Quelque 230 000 à 235 000 foyers au Québec dépendent du gaz naturel pour le chauffage et ne verront pas d’un bon œil l’obligation de changer de système.

L’agriculture représente environ 7 à 8 Mt éq. CO2, soit 10 % des émissions de GES du Québec. Il existe des limites, tant économiques que biologiques, à la réduction de ces émissions. Par exemple, pour éliminer totalement le méthane issu de l’élevage et le protoxyde d’azote lié aux engrais sans réduire drastiquement la taille des troupeaux ou les rendements agricoles, il faudrait recourir à des technologies encore inédites ou tout juste émergentes.
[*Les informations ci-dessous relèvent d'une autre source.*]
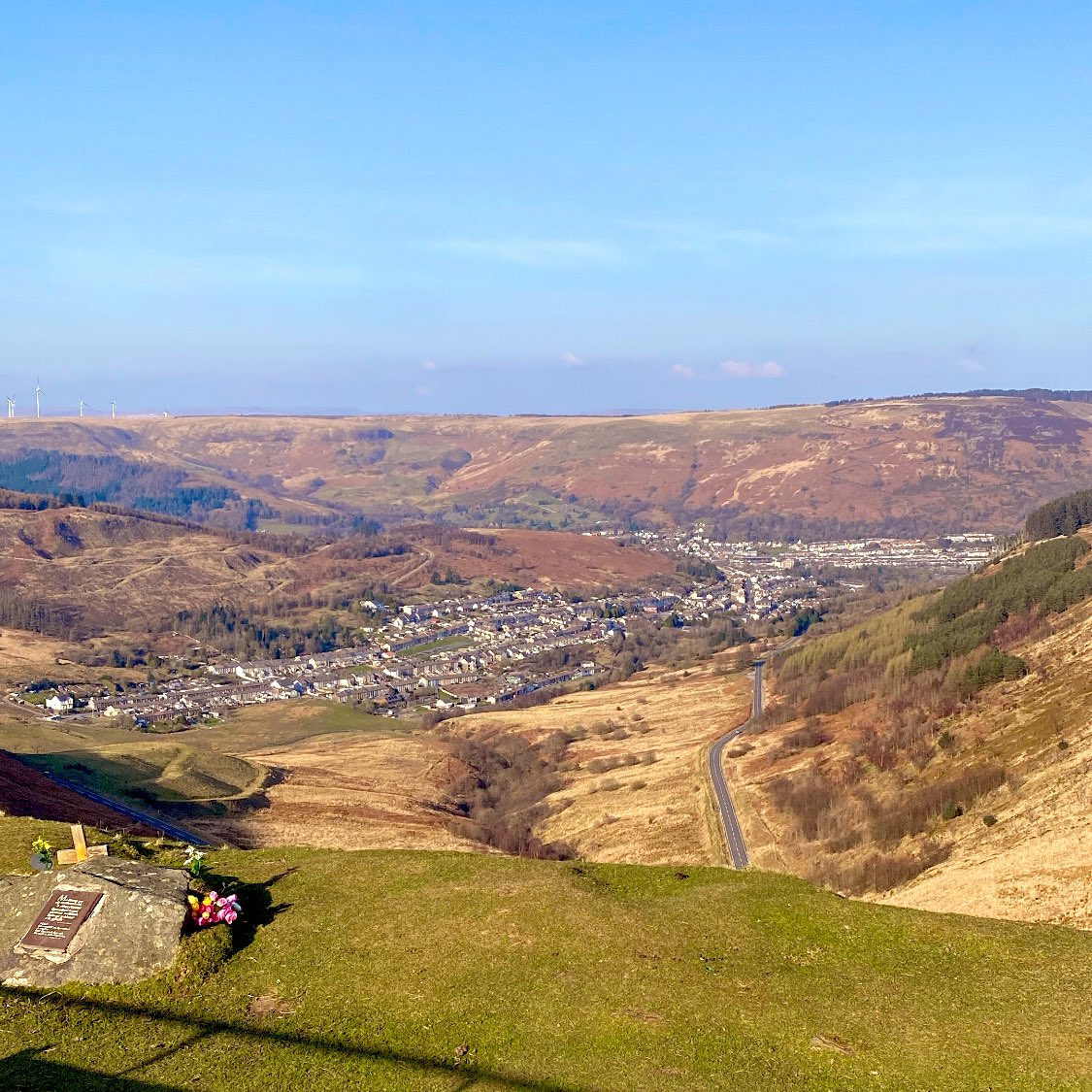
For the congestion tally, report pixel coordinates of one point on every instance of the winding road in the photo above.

Hydro-Québec estime avoir besoin de plus de 100 térawattheures d’électricité supplémentaire – soit plus de la moitié de sa capacité de production annuelle – pour atteindre l’objectif gouvernemental de carboneutralité d’ici 2050. L’entreprise prévoit d’ajouter entre 8 000 et 9 000 MW de capacité de production ainsi que 5 000 km de lignes de transport d’ici 2050. Les investissements nécessaires pour y parvenir s’élèvent à 110 milliards de dollars d’ici 2035.

La politique en matière de changements climatiques doit être envisagée dans un contexte international. Le Canada ne produit que 1,5 % des émissions mondiales annuelles de GES, et le Québec en produit moins de 0,2 %. Les émissions de GES par habitant au Québec s’élèvent à environ 9,1 tonnes, soit près de la moitié de la moyenne canadienne.

L’argument politique en faveur de politiques visant la neutralité carbone repose sur l’idée que les pays du monde entier se sont engagés à réduire drastiquement, puis à éliminer, les émissions de gaz à effet de serre. En 2025, les émissions mondiales se sont élevées à 35 806 millions de tonnes d’équivalent CO2, poursuivant ainsi la tendance à la hausse observée depuis 1990. Fait notable, les pays non membres de l’OCDE génèrent désormais 69 % des émissions mondiales de gaz à effet de serre. La quasi-totalité de la croissance des émissions provient de ces pays non membres de l’OCDE, et plus particulièrement d’Asie.

Les obstacles qui entravent la décarbonation complète du Québec d’ici 2050 sont immenses ; les surmonter s’avérera extrêmement coûteux et, probablement, irréalisable, quels que soient les coûts engagés.